AT SIX FORTY-FIVE THAT EVENING
, Trudy closes and locks the front door of her small house and stands for a moment appreciating the six-foot-tall, meticulously crafted cedar fence along her property line. It is almost finished. And then, as she diagonally crosses Lima Street, she is surprised to see Fred Murakami waiting patiently on the sidewalk in front of his house.
“I thought I would go with you,” he says when she nears.
She shrugs. “It’s a public meeting.”
The two small people fall into step beside each other, their strides matched effortlessly, a serendipity Trudy isn’t used to. At six foot three, Brian was over a foot taller than she, and his legs seemed to take up most of that difference. When they walked anywhere together she had to hurry quite a bit and he had to consciously slow down.
“The fence is coming along,” Trudy says as they reach the end of their block and cross the street.
“Yes. Almost finished now.”
“I feel better—not seeing them.”
He knows she means the Doyles, but particularly the giant rodent as he now thinks of the father.
“Ah, that’s good then, isn’t it? The fence will serve its purpose.”
“Exactly!” Trudy is cheered that Fred immediately understands what she means.
WHEN THEY REACH THE
Sierra Villa Elementary School auditorium, Fred opens the heavy door for Trudy and they are presented with a room crowded with residents. Someone has set up two long tables, end to end, at the front of the room, below the stage, with a microphone and a name card identifying each of the five city council members, one at each seat. The burgundy upholstered seats, bolted to the floor and worn from generations of proud parents watching their children’s plays and graduations, are split into two sections by a narrow aisle. It is there that a podium with a microphone attached to the lip has been placed for residents’ comments.
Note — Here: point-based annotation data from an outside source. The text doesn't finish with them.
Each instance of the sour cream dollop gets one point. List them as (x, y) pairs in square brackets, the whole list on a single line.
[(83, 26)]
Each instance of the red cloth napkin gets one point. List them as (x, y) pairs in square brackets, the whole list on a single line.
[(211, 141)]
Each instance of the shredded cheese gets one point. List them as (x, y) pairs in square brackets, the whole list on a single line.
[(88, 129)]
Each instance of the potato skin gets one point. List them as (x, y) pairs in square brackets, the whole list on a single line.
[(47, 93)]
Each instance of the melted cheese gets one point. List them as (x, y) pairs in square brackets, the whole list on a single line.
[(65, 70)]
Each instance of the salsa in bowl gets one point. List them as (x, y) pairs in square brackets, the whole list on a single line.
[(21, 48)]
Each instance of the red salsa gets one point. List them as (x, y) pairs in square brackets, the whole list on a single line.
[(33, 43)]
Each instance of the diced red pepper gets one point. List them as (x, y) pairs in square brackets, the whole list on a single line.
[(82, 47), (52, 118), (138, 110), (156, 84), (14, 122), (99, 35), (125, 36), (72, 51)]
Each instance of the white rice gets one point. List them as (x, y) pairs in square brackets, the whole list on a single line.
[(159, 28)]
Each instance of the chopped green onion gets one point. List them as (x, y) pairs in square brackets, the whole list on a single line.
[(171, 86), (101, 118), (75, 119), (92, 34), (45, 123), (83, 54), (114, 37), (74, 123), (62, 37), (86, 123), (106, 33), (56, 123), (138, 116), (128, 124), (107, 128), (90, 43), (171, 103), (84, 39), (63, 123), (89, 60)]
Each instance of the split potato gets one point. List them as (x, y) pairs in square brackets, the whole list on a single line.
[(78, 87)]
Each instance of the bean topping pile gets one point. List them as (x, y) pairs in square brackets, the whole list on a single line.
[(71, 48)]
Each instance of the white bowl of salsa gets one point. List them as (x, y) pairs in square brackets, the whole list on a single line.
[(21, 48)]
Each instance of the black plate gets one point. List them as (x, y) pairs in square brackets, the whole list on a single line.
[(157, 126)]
People are milling about, talking to each other, yelling across the rows of seats to neighbors they haven’t seen in a while. Children are darting up and down the aisle and across the stage. The hubbub of so many voices bounces off the walls.
Trudy is taken aback. “Is it always like this?” she asks Fred.
He shakes his head. He has no idea. He’s never been to one of these meetings in his life. He hates crowds—they make him feel small and mean and anxious—but he’s there tonight because Trudy is presenting the petition.
They take seats close to the front and on the aisle so that Trudy can easily reach the podium microphone to present her signed petition pages. But first they have to wait through the reading of last month’s minutes and discussion of new business: whether the bike lane should be extended along Foothill Boulevard, whether a building permit should be granted to turn the empty Southern
California Credit Union building into a homeless shelter. There is vigorous debate on both sides of the issues, taking up the better part of an hour.